I want to assign some values to slices of an input tensor in one of my model in TensorFlow 2.x (I am using 2.2 but ready to accept a solution for 2.1). A non-working template of what I am trying to do is:
import tensorflow as tf
from tensorflow.keras.models import Model
class AddToEven(Model):
def call(self, inputs):
outputs = inputs
outputs[:, ::2] += inputs[:, ::2]
return outputs
of course when building this (AddToEven().build(tf.TensorShape([None, None]))

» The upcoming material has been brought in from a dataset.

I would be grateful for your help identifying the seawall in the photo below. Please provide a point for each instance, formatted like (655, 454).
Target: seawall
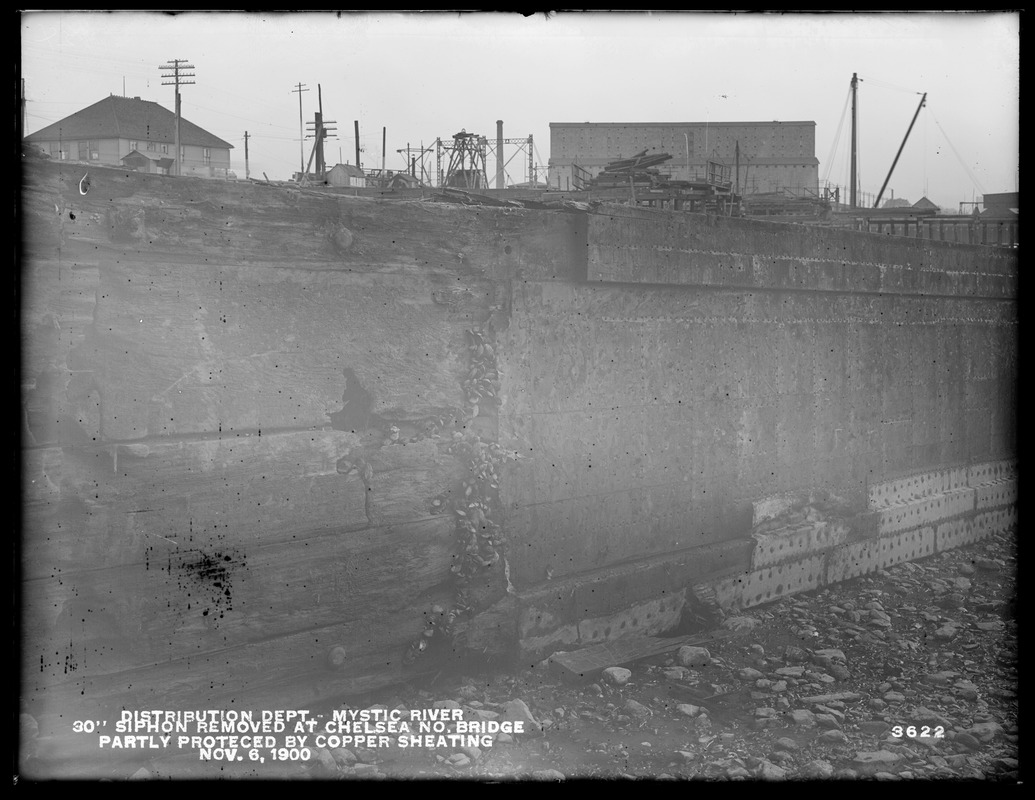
(274, 440)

) I get the following error:
TypeError: 'Tensor' object does not support item assignment
I can achieve this simple example via the following:
class AddToEvenScatter(Model):
def call(self, inputs):
batch_size = tf.shape(inputs)[0]
n = tf.shape(inputs)[-1]
update_indices = tf.range(0, n, delta=2)[:, None]
scatter_nd_perm = [1, 0]
inputs_reshaped = tf.transpose(inputs, scatter_nd_perm)
outputs = tf.tensor_scatter_nd_add(
inputs_reshaped,
indices=update_indices,
updates=inputs_reshaped[::2],
)
outputs = tf.transpose(outputs, scatter_nd_perm)
return outputs
(you can sanity-check with:
model = AddToEvenScatter()
model.build(tf.TensorShape([None, None]))
model(tf.ones([1, 10]))
)
But as you can see it's very complicated to write. And this is only for a static number of updates (here 1) on a 1D (+ batch size) tensor.
What I want to do is a bit more involved and I think writing it with tensor_scatter_nd_add
is going to be a nightmare.
A lot of the current QAs on the topic cover the case for variables but not tensors (see e.g. this or this). It is mentionned here that indeed pytorch supports this, so I am surprised to see no response from any tf members on that topic recently. This answer doesn't really help me, because I will need some kind of mask generation which is going to be awful as well.
The question is thus: how can I do slice assignment efficiently (computation-wise, memory-wise and code-wise) w/o tensor_scatter_nd_add
? The trick is that I want this to be as dynamical as possible, meaning that the shape of the inputs
could be variable.
(For anyone curious I am trying to translate this code in tf).
This question was originally posted in a GitHub issue.